At least a million mourners turned up for the funeral of Nigerian musician, and voice of the downtrodden, Fela Kuti, his manager Rikki Stein remembers. “The road was filled with people as far as the eye could see,” he says looking back to that August day in Lagos in 1997. The King of Afrobeat, who was revered by the people but feared by those in charge, had died at 58, reportedly of complications from Aids.

But Stein believes that Fela, who had been repeatedly arrested for speaking out against successive military regimes, actually passed away because of a much deeper cause. “Fela died of one beating too many. His body was covered in scars and his mind and spirit had to cope with 200 arrests.

The system can only take so much,” Stein tells the BBC in an interview to mark the publication of his memoir – in part about his 15 years managing arguably Nigeria’s most influential musician.
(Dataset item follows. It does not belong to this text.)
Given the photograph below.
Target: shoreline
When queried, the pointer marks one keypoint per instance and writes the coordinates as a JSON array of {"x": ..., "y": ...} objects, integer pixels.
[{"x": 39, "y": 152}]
Throughout his long career Fela defiantly criticised those in charge, notably a succession of military rulers, lampooning them in albums such as Coffin for Head of State. His music had the power to grab people from the inside and help them start to imagine another world.

“I was gob-smacked,” Stein, now 81, says as he talks about first coming across Fela’s albums in the 1970s. “The music spoke to me in a way I’d never encountered, exuding warmth, intimacy, excitement and a constant feeling of anticipation. Every word spoke directly to my inner being, vividly describing life unde.